Gene-Environment Interactions for High-Dimensional Phenotypes

Alumni

Principal Investigator

Associated Principal Investigator

Background and current state of research

Gene-environment (GxE) interactions play a role in the development of many complex human diseases, including chronic inflammatory bowel diseases (IBD). Typically, the disease status (affected vs. non-affected) represents the primary phenotype of interest. In addition, a limited number of quantitative phenotypes such as clinical scores or laboratory values highlighting disease severity are also available. These data are complemented by high-dimensional molecular data as, for example, the abundance of microbial species in the gut (microbiome) or the concentration of nutritional metabolites in the blood (metabolome).

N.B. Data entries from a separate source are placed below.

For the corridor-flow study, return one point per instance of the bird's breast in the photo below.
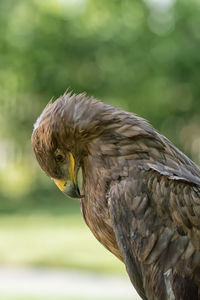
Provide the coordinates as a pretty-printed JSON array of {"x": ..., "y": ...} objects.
[{"x": 100, "y": 224}]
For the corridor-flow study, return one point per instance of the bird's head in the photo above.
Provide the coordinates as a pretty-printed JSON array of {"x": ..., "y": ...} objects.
[{"x": 54, "y": 148}]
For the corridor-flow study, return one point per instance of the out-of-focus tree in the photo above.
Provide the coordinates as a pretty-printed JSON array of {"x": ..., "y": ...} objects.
[{"x": 140, "y": 55}]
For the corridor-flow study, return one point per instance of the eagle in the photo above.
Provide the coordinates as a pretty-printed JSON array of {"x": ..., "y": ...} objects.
[{"x": 140, "y": 195}]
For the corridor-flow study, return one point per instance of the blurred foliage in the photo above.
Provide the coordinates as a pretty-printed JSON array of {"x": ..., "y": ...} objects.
[{"x": 142, "y": 56}]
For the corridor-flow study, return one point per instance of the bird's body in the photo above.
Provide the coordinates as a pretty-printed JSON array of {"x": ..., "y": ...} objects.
[{"x": 141, "y": 194}]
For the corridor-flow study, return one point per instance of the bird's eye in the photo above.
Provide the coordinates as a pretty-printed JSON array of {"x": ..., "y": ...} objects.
[{"x": 59, "y": 157}]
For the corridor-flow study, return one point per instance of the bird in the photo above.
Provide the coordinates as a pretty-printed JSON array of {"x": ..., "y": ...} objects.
[{"x": 140, "y": 195}]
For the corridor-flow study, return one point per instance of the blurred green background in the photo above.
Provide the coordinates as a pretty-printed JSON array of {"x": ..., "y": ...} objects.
[{"x": 142, "y": 56}]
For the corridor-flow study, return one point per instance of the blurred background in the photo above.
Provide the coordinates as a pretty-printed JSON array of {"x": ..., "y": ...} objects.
[{"x": 142, "y": 56}]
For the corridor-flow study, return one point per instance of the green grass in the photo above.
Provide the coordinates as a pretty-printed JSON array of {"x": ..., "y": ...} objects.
[{"x": 65, "y": 241}]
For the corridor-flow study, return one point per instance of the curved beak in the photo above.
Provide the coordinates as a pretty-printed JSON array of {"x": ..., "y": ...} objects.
[{"x": 69, "y": 187}]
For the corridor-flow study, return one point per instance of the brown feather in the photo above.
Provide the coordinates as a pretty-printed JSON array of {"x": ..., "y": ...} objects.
[{"x": 142, "y": 195}]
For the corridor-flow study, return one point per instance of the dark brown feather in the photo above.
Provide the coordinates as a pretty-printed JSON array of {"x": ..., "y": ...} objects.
[{"x": 142, "y": 195}]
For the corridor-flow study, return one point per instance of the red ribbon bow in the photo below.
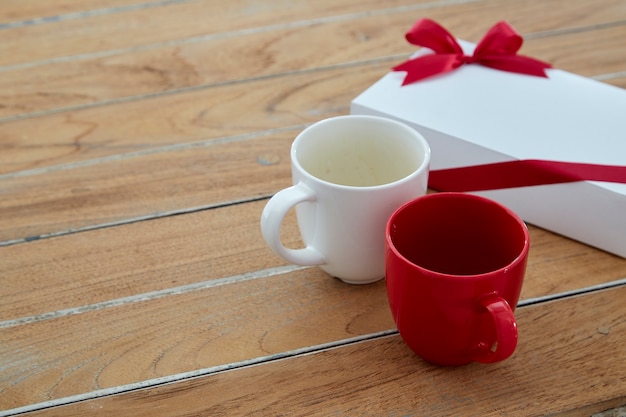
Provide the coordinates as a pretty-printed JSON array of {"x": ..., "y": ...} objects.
[{"x": 497, "y": 49}]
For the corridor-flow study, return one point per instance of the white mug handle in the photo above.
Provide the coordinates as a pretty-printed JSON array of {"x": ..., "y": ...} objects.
[{"x": 272, "y": 217}]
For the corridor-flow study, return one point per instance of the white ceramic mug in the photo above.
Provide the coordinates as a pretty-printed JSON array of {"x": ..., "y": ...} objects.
[{"x": 350, "y": 173}]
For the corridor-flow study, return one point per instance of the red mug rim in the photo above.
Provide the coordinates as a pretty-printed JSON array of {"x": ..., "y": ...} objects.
[{"x": 518, "y": 259}]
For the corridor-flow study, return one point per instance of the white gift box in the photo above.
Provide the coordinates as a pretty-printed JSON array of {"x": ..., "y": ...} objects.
[{"x": 477, "y": 115}]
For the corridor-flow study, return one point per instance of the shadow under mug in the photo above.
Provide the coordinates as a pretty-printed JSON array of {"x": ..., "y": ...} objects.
[
  {"x": 455, "y": 264},
  {"x": 349, "y": 173}
]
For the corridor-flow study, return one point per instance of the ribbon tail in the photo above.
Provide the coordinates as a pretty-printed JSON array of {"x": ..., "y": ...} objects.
[
  {"x": 523, "y": 173},
  {"x": 516, "y": 63},
  {"x": 426, "y": 66},
  {"x": 430, "y": 34}
]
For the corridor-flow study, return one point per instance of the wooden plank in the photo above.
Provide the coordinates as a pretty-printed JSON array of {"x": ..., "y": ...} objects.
[
  {"x": 89, "y": 195},
  {"x": 250, "y": 315},
  {"x": 69, "y": 271},
  {"x": 241, "y": 107},
  {"x": 170, "y": 67},
  {"x": 154, "y": 184},
  {"x": 383, "y": 377},
  {"x": 138, "y": 28},
  {"x": 30, "y": 12},
  {"x": 143, "y": 257}
]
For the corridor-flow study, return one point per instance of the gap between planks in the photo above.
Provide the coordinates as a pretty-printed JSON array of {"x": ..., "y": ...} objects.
[
  {"x": 309, "y": 350},
  {"x": 241, "y": 32},
  {"x": 89, "y": 13},
  {"x": 201, "y": 87}
]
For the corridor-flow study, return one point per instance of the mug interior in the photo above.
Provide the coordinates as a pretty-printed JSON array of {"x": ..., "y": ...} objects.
[
  {"x": 457, "y": 234},
  {"x": 359, "y": 151}
]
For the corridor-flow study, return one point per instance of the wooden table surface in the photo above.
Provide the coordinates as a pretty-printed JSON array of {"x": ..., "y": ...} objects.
[{"x": 139, "y": 142}]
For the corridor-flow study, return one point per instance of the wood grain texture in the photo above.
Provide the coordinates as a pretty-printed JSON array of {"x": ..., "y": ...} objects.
[
  {"x": 70, "y": 272},
  {"x": 30, "y": 12},
  {"x": 89, "y": 80},
  {"x": 383, "y": 377},
  {"x": 139, "y": 141},
  {"x": 216, "y": 323},
  {"x": 89, "y": 133},
  {"x": 197, "y": 176}
]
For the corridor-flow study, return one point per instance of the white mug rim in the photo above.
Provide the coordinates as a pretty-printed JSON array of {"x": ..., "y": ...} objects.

The statistical methods required to properly analyze the interplay between genetics and environmental factors such as smoking on these entities have however not been developed sufficiently yet.

Our goals

The aims of this project are to
* adapt existing statistical methods of GxE analysis to high-dimensional molecular phenotype data,
* evaluate the utility of these methods,
* apply the methods to real data on gene-smoking and gene-nutrition interaction, particularly to the microbiomes of healthy individuals and IBD patients

How to get there

In a first step, existing methods for the GxE analysis of quantitative phenotypes will be adapted to, and evaluated for, different study designs such as case-only or case-control. In particular, generalized linear models are used. Dimensionality reduction methods, such as principal component analysis or machine learning, will be applied to both the genotype and phenotype data.
The PI’s institution hosts a PhD student from the second RTG generation, post-docs from the sysINFLAME and DFG FOR 2107 projects and an e:MED junior research group on systems medicine, all of whom work on the integration of high-dimensional molecular data, albeit following different statistical and machine learning approaches. The successful applicant will cooperate intensively with them on their own project.
The analysis of real data on GxE interactions will be performed in cooperation with other projects of the RTG.

More information

Requirements for the position:
The successful candidate will have a master degree in statistics, mathematics, bioinformatics or a related field. Training in biology and computer science would be beneficial, but is not mandatory.